“Predator”, the latest Dark Horse Comics has to offer in their “Fire and Stone” series releases today. Written by Joshua Williamson and illustrated by Christopher Mooneyham, this may be the best in the six month limited series. Being touted as “a universe of terror drawn to one world”, the first issue in the four-part “Predator” series not only expands upon the broader story, but also expands upon the characters and universe in exciting ways.
Taking place after the events of “Prometheus: Fire and Stone” issues #1- #4 (out of which we’ve only had two issues) the premiere issues follows Galgo Helder, a character introduced in the “Prometheus” series. Galgo is a security officer who abandoned his team on the mysterious moon of LV-223. LV-223 is the planet we visited back in the 2012 Ridley Scott film and were reintroduced to in the DHC’s “Fire and Stone” series. The Prometheus mission may be the greatest undertaking known to man as it may lead to the uncovering of some of the greatest questions – Where are we from? What is the origin of the universe? Who created us? All questions that we soon see disposed of as chaos breaks out in the form of those acid for blood xenomorphs that famously terrorized Sigourney Weaver over the course of four films. Galgo Helder, a character who has leapt from “Prometheus” to “Alien” to “Alien vs. Predator” now makes his way into “Predator: Fire and Stone.” An opportunistic, empathy lacking, and stereotypical tough guy now finds himself aboard his beloved vessel, a patrol ship called the Perses, and having traded a monster mash for the last great hunt.
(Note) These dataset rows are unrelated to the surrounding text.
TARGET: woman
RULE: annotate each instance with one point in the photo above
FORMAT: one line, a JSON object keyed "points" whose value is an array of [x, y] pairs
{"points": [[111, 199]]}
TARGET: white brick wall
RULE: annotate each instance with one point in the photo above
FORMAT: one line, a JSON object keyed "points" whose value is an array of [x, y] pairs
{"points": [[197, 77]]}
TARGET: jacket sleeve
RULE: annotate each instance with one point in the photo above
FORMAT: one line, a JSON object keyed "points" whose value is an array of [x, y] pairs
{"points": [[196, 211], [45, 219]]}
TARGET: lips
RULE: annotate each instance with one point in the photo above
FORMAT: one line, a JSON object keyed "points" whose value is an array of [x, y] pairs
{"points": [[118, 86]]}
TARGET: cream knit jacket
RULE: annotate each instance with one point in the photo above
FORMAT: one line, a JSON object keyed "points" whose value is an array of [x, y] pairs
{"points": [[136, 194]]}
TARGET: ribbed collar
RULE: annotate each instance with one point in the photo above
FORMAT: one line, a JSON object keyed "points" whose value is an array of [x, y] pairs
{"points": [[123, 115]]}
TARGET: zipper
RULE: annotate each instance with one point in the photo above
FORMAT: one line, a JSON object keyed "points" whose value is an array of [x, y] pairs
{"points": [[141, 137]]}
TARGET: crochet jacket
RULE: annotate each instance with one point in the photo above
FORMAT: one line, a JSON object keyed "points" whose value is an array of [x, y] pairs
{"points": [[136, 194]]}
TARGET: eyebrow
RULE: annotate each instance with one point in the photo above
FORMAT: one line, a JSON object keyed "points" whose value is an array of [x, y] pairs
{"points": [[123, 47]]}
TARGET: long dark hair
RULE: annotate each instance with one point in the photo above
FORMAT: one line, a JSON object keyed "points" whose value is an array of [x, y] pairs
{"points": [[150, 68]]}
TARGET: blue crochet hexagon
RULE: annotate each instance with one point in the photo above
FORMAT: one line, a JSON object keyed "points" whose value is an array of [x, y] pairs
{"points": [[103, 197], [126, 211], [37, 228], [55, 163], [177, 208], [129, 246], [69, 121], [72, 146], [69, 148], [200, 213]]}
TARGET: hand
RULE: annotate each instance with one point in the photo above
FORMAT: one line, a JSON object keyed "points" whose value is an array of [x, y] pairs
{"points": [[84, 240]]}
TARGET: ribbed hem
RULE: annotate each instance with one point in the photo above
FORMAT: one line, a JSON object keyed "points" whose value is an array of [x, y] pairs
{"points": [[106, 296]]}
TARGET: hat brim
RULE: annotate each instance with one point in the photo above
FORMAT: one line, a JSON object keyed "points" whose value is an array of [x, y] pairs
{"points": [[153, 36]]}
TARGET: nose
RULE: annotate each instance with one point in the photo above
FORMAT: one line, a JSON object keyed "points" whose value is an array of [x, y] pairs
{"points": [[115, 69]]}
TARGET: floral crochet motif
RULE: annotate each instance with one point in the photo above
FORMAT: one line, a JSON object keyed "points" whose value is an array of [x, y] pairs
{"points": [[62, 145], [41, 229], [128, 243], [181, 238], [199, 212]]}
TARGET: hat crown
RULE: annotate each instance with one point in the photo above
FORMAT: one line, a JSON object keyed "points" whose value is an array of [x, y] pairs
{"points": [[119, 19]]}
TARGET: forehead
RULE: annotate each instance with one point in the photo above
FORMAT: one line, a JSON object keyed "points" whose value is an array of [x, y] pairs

What makes “Predator: Fire and Stone” so much fun is the clear, concise, and well told story by Joshua Williamson. Much like the original film, which worked due to a unique sci-fi script by Shane Black and handled like a straight-forward actioner by director, John McTiernan; Williamson doesn’t set out to tell a story that is ambitious as the questions posed in “Prometheus.” He opts for a straight forward story of not so nice guys going up against not so nice aliens. The game of cat and mouse is well layered and while predictable for those that are fans of their Aliens and Predator films, is just too much fun to pass up. Lines such as “Why don’t you two princesses just stay back and braid each other’s hair. I’ll take care of the beast and we’ll be back to bed in no time” work so well because the book isn’t pretending to be anything other than a worthy tribute and offering to the gods of the classic Schwarzenegger film.
The Larson/ Mignola vibe that Christopher Mooneyham exhibits with each page is a welcome treat for readers of “Predator: Fire and Stone.” He delivers a quintessential adventure story that is immediate and direct with every panel. Be it a quiet moment that finds Galgo and crew tracking the Predator on board the Perses to a panel depicting some poor schmuck getting blown apart, the art alone is reason to re-read issue #1. If you follow “Five Ghosts” you’ll be happy to see that Mooneyham delivers the same style.
“Predator: Fire and Stone” is a well told, pure fun, adventure story. As a fan of what Dark Horse Comics has published their “Fire and Stone” series, “Predator” stands out. This first issue is a welcome reprieve to the “monster mash” aspect of the other series and is a non-discriminating invitation to one of the best parties happening in the comic scene. I strongly suggest that this title does not get passed on this week.
“Predator: Fire and Stone” #1 gets five out of five stars.
Predator Fire and Stone #1 (of 4)
Writer: Williamson, Joshua
Artist: Mooneyham, Chris
Cover Artist: Brown, Dan
As the Perses begins her long journey home, a deadly stowaway forces the crew into a savage conflict! While the crew defend themselves against this unseen predator, the hunter itself stalks a much more substantial game!